In 2003, the U.S. Central Intelligence Agency (CIA) released a classified document entitled, “Al Rajhi Bank: Conduit for Extremist Finance.” According to Glenn Simpson of The Wall Street Journal (WSJ), the CIA report ended with: “Senior Al Rajhi family members have long supported Islamic extremists and probably know that terrorists use their bank.” The 2003 CIA report stated that in 2000, Alrajhi Bank couriers “delivered money to the Indonesian insurgent group Kompak to fund weapons purchases and bomb-making activities.” In 2004, Alrajhi filed a defamation lawsuit against the WSJ for a 2002 article about how Saudi Arabia was monitoring several accounts because of terrorist worries. The lawsuit settled in 2004 and the WSJ was not required to pay damages. The WSJ also published a letter from the bank's chief executive, and its own statement that the newspaper "did not intend to imply an allegation that Al Rajhi Bank supported terrorist activity, or had engaged in the financing of terrorism."

Three of the hijackers in the 9/11 attack, including Abdulaziz al Omari, reportedly used banking services through Alrajhi Bank. Without violating bank secrecy laws, Alrajhi cannot confirm or deny this allegation.
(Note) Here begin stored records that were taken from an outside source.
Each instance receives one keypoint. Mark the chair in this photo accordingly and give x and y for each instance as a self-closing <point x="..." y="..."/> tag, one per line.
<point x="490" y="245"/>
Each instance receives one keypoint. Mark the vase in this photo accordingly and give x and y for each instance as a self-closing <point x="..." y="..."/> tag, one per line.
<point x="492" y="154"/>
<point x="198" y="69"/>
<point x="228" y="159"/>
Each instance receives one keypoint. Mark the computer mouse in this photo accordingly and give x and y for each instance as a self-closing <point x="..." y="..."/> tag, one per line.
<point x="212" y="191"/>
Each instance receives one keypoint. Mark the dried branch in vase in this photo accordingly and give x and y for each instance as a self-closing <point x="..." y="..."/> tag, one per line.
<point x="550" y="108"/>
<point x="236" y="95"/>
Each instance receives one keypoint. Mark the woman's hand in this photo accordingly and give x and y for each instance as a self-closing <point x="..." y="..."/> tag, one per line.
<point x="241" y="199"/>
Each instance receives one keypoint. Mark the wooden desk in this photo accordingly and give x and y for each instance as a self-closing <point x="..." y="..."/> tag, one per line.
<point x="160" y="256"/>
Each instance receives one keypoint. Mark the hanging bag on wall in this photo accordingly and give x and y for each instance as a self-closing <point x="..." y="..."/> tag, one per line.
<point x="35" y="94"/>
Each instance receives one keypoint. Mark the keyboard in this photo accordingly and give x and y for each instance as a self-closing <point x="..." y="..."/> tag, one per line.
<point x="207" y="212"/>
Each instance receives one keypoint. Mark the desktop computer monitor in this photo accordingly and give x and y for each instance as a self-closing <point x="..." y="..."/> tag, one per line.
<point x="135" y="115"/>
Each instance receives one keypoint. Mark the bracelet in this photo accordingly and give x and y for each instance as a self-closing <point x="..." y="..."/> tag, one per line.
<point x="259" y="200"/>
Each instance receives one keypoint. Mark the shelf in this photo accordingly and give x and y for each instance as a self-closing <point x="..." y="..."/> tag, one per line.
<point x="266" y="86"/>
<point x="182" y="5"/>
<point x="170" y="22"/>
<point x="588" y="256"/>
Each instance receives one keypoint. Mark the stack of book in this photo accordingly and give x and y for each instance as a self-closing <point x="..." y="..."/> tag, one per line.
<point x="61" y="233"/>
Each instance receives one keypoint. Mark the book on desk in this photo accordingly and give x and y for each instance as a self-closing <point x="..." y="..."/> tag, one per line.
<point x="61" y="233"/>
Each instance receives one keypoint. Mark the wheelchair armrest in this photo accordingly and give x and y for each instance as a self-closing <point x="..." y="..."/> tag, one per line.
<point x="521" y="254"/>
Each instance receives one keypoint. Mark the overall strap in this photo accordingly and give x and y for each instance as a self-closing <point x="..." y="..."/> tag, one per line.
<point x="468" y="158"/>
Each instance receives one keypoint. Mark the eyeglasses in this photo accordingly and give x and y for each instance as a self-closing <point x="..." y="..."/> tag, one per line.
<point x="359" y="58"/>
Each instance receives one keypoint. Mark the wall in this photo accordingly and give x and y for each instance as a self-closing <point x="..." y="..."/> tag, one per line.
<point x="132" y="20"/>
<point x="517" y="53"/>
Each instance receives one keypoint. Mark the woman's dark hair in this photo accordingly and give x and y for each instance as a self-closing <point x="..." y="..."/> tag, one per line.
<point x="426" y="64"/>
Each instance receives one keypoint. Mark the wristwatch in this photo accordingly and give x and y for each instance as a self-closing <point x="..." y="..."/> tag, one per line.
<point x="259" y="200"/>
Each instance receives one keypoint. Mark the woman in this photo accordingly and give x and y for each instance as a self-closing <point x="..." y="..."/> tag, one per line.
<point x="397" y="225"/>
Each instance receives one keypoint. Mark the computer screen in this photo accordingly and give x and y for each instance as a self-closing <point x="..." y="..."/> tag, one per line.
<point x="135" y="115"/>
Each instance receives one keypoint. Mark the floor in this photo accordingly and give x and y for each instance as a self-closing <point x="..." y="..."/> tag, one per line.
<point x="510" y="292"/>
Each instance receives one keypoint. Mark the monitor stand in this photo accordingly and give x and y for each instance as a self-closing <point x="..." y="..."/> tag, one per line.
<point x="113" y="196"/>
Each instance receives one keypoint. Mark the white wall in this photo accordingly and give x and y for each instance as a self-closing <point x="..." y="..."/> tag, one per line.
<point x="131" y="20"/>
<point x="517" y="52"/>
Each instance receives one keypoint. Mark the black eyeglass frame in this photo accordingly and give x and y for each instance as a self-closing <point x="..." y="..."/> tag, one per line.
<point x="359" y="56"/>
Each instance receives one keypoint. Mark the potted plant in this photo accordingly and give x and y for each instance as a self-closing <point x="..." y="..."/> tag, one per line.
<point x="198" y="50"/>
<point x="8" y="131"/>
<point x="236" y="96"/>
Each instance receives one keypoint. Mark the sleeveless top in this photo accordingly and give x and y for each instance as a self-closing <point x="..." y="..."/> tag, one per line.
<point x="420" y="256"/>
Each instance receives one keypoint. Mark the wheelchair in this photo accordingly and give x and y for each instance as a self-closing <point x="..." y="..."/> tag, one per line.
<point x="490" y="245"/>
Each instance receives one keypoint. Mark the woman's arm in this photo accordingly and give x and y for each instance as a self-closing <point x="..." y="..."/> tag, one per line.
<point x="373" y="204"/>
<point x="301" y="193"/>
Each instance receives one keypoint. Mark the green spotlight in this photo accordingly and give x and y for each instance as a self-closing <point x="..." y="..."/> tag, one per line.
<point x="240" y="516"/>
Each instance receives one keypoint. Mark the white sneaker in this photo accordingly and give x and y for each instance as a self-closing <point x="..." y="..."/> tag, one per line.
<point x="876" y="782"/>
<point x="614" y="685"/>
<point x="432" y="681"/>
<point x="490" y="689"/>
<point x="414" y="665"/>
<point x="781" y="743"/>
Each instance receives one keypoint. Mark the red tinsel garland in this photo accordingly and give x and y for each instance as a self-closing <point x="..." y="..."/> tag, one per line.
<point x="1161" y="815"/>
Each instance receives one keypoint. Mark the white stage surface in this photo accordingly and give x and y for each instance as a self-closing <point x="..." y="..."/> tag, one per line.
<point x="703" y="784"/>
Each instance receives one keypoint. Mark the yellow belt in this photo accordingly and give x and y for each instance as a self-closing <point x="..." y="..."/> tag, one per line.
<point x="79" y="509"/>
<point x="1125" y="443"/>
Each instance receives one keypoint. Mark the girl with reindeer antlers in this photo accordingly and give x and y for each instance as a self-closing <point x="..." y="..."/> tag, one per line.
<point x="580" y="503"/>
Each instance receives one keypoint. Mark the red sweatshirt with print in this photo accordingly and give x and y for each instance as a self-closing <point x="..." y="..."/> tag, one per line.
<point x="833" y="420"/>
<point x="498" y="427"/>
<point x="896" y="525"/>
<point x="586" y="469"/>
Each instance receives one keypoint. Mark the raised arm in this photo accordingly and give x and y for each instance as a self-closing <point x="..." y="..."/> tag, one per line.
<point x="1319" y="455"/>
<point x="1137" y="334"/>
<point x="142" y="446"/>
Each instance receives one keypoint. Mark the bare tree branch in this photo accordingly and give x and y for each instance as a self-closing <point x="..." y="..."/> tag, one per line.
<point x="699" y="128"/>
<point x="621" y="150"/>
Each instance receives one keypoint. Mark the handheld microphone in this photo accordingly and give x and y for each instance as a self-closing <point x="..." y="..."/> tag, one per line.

The National Commission on Terrorist Attacks Upon the United States found that the hijackers had accounts with many banks, including mainstream U.S. banks, but "[c]ontrary to persistent media reports, no financial institution filed a Suspicious Activity Report (SAR) in connection with any transaction of any of the 19 hijackers before 9/11 ...." This, however, “was not unreasonable” in the Commission's view because, “[e]ven in hindsight, there is nothing ... to indicate that any SAR should have been filed or the hijackers otherwise reported to law enforcement.”